To sign out, enter /logout to clear the current credentials.

TIP

If you want to use Anthropic, OpenAI, Google, or other providers, edit config.toml directly to configure the API key. See Providers and models for details. Runtime configuration such as the model and provider is also written to config.toml. See Config files, Environment variables, and Configuration overrides for details.

Your first conversation

Once login is complete, you can describe a task to Kimi Code CLI directly in natural language. For example, you can have it familiarize itself with the current project first:

Take a look at this project's directory structure and briefly describe what each directory is for.

Kimi Code CLI will automatically call file-reading, search, and web-fetching tools, browse the relevant content, and then give you an answer. Read-only operations such as reading files and searching the web are executed automatically by default without requiring confirmation. For operations that modify files or run shell commands, it asks for your confirmation before executing by default, and you can approve or reject as you see fit.

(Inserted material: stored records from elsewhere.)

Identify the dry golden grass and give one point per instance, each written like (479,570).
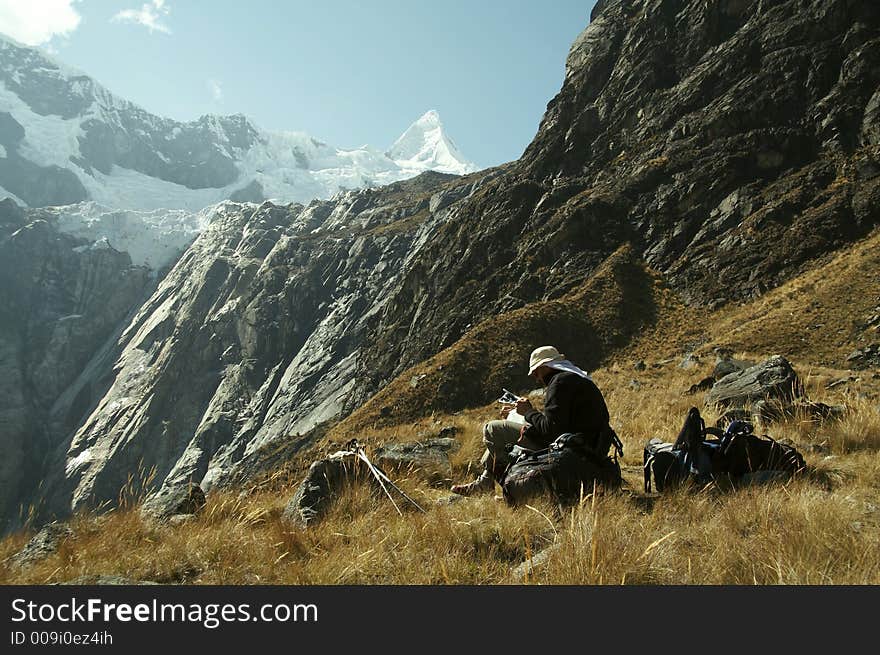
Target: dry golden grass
(822,528)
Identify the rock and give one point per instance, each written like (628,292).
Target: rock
(44,543)
(430,457)
(728,365)
(703,385)
(323,483)
(773,380)
(731,415)
(448,432)
(181,499)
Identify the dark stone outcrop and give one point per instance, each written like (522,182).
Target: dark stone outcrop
(773,379)
(323,483)
(174,500)
(61,303)
(44,543)
(428,458)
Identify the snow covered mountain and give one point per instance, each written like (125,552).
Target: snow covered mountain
(65,139)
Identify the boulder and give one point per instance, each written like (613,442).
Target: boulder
(325,479)
(773,380)
(181,499)
(725,364)
(703,385)
(42,544)
(429,457)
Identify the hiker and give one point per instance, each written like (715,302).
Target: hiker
(572,403)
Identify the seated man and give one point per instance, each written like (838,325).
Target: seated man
(572,403)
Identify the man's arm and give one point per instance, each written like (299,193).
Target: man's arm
(547,425)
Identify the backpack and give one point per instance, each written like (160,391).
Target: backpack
(564,471)
(735,453)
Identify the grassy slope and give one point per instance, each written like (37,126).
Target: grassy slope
(821,529)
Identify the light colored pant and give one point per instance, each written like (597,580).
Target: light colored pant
(498,435)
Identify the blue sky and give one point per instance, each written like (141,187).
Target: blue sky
(346,72)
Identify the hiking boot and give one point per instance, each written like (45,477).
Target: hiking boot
(483,484)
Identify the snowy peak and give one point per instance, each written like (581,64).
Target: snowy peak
(66,139)
(425,145)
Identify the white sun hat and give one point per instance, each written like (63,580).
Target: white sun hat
(544,355)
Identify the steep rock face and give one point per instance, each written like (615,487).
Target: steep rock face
(252,336)
(729,142)
(60,301)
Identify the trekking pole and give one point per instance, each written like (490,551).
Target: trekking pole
(375,473)
(380,476)
(400,491)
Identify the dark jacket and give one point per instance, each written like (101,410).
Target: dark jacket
(571,404)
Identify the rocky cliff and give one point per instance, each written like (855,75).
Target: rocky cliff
(61,301)
(727,144)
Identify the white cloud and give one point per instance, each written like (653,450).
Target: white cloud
(216,89)
(34,22)
(149,15)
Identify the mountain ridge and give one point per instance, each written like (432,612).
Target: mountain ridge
(67,139)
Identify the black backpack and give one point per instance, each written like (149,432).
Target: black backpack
(734,453)
(564,472)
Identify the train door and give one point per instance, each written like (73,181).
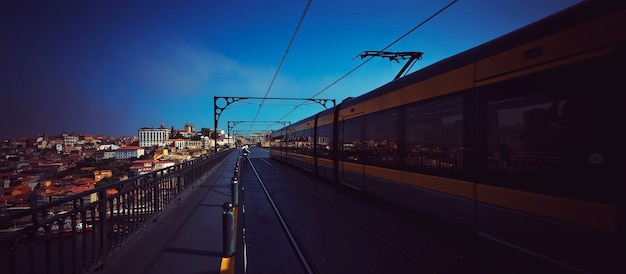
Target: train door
(351,156)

You can also have it do something more concrete, such as:

Add a function in src/utils that converts any string to kebab-case, and add a unit test for it.

Kimi Code CLI plans the steps, modifies the code, runs the tests, and tells you what it did at each step.

In the interactive UI, entering /help shows all available slash commands along with common keyboard shortcut hints. To exit Kimi Code CLI, enter /exit. You can also press Ctrl-C — the UI will first clear the current input and prompt you to press it again, and the second press exits. Or press Ctrl-D twice with the input box empty to exit.

Where data is stored

Kimi Code CLI stores its local data under ~/.kimi-code/ by default, including config files, session records, logs, and the update cache. If you want to move it elsewhere, you can point to a new root directory via the KIMI_CODE_HOME environment variable. For the full directory layout and environment variable reference, see Data locations and Environment variables.